Il m’est impossible de donner un avis objectif sur cette lecture. C’est indéniablement écrit avec brio, rarement un livre m’a si souvent fait monter les larmes aux yeux. Mais au-delà du style, au-delà du témoignage véridique et poignant sur la mine, Le Jour d’avant creuse des questions existentielles sur la capacité de l’homme à endurer les évènements, à y faire face. Quelle est la limite psychologique d’un homme, d’un adolescent même? Quels effets extrêmes peuvent prendre les traumatismes psychologiques, la culpabilité extrême, l’impossibilité d’un homme à se pardonner à lui-même? Peut-on et doit-on qualifier de telles séquelles de folie pure? Ou est-ce qu’un homme sain d’esprit peut-il, lui aussi, vivre dans une telle aberration? Doit-on condamner ceux qui se sont que des victimes psychologiques d’eux-mêmes? Ou doit-on avoir pitié, doit-on comprendre et pardonner?

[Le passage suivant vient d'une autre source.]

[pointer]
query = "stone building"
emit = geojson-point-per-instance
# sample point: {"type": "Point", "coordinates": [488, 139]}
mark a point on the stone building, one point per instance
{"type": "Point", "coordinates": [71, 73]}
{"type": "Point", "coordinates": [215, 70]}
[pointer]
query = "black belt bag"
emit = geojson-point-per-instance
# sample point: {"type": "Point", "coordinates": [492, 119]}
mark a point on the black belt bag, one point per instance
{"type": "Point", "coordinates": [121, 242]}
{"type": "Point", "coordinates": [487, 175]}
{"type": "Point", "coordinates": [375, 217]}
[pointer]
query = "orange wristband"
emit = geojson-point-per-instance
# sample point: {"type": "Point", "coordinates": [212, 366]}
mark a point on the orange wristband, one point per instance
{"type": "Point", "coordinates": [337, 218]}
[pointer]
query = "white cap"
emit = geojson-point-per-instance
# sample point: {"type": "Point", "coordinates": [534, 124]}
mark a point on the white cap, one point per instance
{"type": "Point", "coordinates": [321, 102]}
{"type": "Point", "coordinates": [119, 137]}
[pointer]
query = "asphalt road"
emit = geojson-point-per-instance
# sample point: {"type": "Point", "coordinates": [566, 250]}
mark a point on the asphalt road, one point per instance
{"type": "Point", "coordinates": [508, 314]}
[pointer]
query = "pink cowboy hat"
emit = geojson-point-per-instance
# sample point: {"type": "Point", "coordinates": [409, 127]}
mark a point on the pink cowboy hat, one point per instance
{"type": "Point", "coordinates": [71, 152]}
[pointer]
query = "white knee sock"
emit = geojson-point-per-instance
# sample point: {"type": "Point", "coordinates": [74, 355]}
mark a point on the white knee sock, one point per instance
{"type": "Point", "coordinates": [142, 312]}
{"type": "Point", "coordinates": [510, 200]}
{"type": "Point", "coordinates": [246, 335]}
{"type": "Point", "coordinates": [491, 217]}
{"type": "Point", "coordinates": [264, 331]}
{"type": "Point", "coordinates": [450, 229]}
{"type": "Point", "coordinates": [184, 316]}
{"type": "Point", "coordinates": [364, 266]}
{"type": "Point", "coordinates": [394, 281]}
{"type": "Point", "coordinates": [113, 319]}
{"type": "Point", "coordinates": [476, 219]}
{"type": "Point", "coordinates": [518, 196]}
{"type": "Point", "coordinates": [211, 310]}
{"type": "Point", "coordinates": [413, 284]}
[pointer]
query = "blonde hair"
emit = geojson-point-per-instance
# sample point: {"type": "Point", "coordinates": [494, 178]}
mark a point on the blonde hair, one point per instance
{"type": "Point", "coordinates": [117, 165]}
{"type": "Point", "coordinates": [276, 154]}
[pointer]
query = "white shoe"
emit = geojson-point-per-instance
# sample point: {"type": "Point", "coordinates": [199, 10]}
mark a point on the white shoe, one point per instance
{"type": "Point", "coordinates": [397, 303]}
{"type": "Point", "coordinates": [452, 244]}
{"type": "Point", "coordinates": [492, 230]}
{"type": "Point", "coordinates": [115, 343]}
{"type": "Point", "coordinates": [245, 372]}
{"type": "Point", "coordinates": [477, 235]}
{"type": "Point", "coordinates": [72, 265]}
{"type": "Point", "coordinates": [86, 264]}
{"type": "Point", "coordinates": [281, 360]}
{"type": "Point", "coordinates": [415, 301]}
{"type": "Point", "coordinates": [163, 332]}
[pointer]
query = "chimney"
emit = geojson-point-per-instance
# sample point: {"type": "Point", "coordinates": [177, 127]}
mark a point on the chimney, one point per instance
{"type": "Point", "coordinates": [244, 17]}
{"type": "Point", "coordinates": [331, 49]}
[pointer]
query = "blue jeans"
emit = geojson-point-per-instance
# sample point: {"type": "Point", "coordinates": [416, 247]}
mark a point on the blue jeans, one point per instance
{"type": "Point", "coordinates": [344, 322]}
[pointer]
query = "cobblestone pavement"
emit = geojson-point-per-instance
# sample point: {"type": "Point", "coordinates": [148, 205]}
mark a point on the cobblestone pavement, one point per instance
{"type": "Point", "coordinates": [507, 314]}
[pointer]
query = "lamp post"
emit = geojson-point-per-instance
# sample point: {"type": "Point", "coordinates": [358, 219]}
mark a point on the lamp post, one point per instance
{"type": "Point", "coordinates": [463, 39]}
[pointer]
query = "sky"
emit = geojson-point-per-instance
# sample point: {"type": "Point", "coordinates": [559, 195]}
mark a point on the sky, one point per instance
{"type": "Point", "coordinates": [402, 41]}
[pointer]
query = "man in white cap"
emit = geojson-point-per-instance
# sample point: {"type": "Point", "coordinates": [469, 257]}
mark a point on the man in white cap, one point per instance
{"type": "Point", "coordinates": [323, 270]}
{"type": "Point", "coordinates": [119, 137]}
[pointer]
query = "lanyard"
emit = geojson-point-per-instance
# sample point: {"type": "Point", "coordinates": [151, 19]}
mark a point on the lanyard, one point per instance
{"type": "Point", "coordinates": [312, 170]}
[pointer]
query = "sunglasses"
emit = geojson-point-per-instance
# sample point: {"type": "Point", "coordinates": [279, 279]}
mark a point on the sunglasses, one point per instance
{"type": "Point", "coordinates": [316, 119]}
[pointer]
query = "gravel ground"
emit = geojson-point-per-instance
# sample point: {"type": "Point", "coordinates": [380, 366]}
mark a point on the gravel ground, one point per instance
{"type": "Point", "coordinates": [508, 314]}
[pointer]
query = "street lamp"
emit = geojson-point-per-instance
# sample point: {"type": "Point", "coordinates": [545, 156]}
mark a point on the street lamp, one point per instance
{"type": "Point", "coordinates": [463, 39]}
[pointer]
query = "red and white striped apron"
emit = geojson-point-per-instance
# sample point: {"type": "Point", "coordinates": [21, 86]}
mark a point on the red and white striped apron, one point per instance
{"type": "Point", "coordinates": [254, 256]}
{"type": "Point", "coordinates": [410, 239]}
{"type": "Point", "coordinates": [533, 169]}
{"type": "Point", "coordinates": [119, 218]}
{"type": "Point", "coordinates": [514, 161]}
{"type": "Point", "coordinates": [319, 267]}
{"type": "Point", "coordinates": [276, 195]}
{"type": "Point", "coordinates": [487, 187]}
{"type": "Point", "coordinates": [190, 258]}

Michel Flavent, victime ou bourreau? Je me pose encore la question.


Résumé de l’éditeur :

« Venge-nous de la mine », avait écrit mon père. Ses derniers mots. Et je le lui ai promis, poings levés au ciel après sa disparition brutale. J’allais venger mon frère, mort en ouvrier. Venger mon père, parti en paysan. Venger ma mère, esseulée à jamais. J’allais punir les Houillères, et tous ces salauds qui n’avaient jamais payé pour leurs crimes.


Vous vous êtes construit une bien pitoyable légende, monsieur Flavent. Vous avez prétendu vous offrir au jugement des hommes mais ce sont ceux qui vous sont rattrapé. Vous ne décidez de rien, vous subissez et c’est justice. Après avoir joué la victime imaginaire, vous voilà devenu criminel pour de bon. Et voyez-vous, monsieur Flavent, la société que je défends a de la compassion pour les victimes, pas pour les criminels.